Analysis of Children's Health Insurance Patterns: Findings from the SIPP. C. Estimates of Health Insurance Coverage

05/12/1999

Table 2 reports estimates of the health insurance coverage of children under 19 in each of the first three waves of the 1992 SIPP panel. These results are based on the full panel sample--that is, sample members who were present for the duration of the panel or until such time as they left the SIPP universe. Results are presented for the one month that was common to the reference periods of all four rotation groups in each interview wave--that is, January 1992 for wave 1, May 1992 for wave 2, and September 1992 for wave 3. Presenting Table 2 allows us to introduce the 13 categories of health insurance coverage that we identified with the SIPP variables and to show what change in the distribution of coverage may have occurred between the beginning of the 1992 and the eve of FY93, which along with FY94 is the focal period for the rest of this report.
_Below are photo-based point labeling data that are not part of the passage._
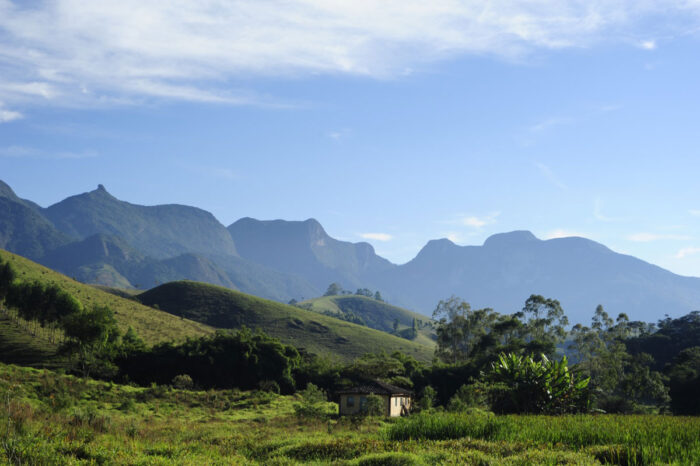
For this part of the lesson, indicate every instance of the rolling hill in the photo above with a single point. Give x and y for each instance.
(152, 325)
(509, 267)
(375, 314)
(305, 249)
(320, 334)
(160, 232)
The upper panel of Table 2 presents estimates of the number of children in each of the 13 coverage categories while the lower panel gives the percentage distribution for all children in each year. Given that the number of children represented by the panel declines over time while the total population of children rises, the percentage distributions provide greater comparability over time and may apply nearly as well to the full population as to the population that the panel actually represents in each month.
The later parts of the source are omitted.